Just today I was looking at my Google search history and saw an option to require 2FA to view the history. The only 2FA option available was a passkey. They are viewing passkeys as proof that the person using the device is who they say they are.
Currently, the only way that my 1PW passkey can provide that proof is to fully lock 1Password at all times, which many of us find inconvenient and unnecessary as the vast majority of our logins do not require this level of proof.
I want 2FA authentication in this case because I think that the most likely people who would want to snoop on someone's search history are people who are generally close and trusted enough to leave my laptop open near. For a 1PW user that doesn't keep 1PW constantly locked, there is essentially no 2FA possible. And other companies have already followed Google's lead.
I think that this implementation would bring 1PW into the mainstream spirit of what passkeys are intended to be.
1Password Version: 8.10.40
Extension Version: 2.27.1
OS Version: macOS 14.6.1
Browser: Chrome
4 Replies
- 1P_Dave
Moderator
Hello eastvillain and moamick! 👋
I'm sorry for the delay in replying to this thread. 1Password is a universal credential manager that enables you to sign in to websites and apps using any credentials: password, passkey, supported providers like Google or Apple, and more.
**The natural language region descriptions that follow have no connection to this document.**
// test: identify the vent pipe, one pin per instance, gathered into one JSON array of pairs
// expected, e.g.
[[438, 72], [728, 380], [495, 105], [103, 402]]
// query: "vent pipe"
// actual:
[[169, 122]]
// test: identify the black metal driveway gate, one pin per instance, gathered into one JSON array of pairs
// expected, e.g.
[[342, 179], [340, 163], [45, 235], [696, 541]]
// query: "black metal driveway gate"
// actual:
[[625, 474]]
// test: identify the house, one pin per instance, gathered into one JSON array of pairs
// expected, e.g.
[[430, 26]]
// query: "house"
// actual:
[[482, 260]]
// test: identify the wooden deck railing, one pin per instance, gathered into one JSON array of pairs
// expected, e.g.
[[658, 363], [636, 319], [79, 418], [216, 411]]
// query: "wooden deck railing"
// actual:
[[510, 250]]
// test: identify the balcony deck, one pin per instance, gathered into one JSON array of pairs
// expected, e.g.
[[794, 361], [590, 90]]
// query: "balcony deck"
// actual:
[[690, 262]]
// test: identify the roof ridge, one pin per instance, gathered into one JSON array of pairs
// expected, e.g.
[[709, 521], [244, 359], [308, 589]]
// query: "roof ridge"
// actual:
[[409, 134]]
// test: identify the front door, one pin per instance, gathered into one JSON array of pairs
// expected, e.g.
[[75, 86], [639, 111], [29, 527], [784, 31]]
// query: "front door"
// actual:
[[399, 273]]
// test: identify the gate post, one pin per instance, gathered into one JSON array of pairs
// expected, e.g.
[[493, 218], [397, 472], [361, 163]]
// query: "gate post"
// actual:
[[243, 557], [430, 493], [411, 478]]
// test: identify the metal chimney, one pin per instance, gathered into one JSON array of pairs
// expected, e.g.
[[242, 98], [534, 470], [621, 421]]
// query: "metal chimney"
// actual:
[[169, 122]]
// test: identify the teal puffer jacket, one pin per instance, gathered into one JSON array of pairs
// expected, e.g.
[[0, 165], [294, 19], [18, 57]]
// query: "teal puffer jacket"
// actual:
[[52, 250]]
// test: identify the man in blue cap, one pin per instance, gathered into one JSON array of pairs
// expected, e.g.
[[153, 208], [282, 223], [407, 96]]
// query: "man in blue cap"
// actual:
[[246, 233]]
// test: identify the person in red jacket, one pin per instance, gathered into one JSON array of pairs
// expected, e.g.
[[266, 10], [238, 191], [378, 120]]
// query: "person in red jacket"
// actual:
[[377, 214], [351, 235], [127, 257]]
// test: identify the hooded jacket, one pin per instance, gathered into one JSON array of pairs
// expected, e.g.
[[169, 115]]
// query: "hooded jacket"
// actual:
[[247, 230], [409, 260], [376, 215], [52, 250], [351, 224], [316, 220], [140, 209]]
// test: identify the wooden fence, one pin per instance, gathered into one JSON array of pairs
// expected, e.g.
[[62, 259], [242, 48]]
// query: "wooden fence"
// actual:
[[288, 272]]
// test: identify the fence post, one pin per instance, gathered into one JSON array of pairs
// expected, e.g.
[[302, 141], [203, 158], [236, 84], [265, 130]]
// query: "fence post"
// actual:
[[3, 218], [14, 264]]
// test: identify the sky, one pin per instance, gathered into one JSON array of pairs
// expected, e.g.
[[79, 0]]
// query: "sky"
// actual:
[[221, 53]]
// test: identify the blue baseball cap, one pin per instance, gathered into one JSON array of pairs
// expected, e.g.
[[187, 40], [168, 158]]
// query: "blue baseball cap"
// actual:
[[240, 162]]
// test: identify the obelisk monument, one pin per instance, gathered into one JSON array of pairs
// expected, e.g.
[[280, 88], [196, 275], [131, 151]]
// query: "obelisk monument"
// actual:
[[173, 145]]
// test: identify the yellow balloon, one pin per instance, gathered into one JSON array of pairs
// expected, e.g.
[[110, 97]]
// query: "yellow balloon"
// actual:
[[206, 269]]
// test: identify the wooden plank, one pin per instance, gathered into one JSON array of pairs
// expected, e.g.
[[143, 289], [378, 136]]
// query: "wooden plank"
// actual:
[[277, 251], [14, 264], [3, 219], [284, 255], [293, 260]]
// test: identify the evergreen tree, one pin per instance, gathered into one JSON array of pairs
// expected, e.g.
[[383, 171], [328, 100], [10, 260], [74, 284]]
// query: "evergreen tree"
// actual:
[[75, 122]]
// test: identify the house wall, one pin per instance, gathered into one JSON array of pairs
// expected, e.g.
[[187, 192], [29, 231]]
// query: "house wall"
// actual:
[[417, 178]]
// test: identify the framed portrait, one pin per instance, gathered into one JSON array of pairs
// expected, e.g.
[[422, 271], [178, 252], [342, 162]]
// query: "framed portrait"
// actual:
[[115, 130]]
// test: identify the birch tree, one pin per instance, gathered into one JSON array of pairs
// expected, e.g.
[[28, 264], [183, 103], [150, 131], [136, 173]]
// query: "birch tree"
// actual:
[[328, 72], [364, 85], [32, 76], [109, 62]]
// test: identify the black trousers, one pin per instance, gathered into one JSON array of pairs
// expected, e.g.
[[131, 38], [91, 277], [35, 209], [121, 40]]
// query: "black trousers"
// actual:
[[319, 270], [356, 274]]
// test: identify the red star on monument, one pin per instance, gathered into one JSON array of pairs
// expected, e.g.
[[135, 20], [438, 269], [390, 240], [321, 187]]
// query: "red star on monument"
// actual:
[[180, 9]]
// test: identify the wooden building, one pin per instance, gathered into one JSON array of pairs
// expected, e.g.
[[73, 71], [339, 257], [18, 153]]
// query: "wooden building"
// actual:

In all cases, your credentials in 1Password, including a passkey's private key, live inside your encrypted 1Password vault. You can only access them after proving your identity to 1Password. When you unlock 1Password (via Face ID, Touch ID, biometric, account password, or device passcode), that unlock event serves as the authentication gate and user verification.
There is no second biometric prompt because you've already proven who you are by unlocking 1Password. You can adjust when, and how often, 1Password locks: Manage your unlock and auto-lock settings in 1Password
That said, I’ll share your feedback with the team so they can consider it as we continue improving and refining our passkey support.
-Dave
1Password_Community laureng_1password 1P_Phil
We're currently restricting the use of Passkeys for our employees because there is such a blatant security gap. The point of a Passkey is to verify the individual accessing the service/login. By not requiring a biometric each time a Passkey is used it opens up bad actors that have ported into a computer to be able to utilize Passkeys if the user is logged into 1Password.
1P_Community 1Password_Community 1P_Tommy
Are there any plans to implement this? As a business owner and 1Password Teams manager, I'd much prefer the use of biometrics every time use of a Passkey is attempted. We're currently having to tell employees not to save Passkeys in 1Password because of the blatant lack of security.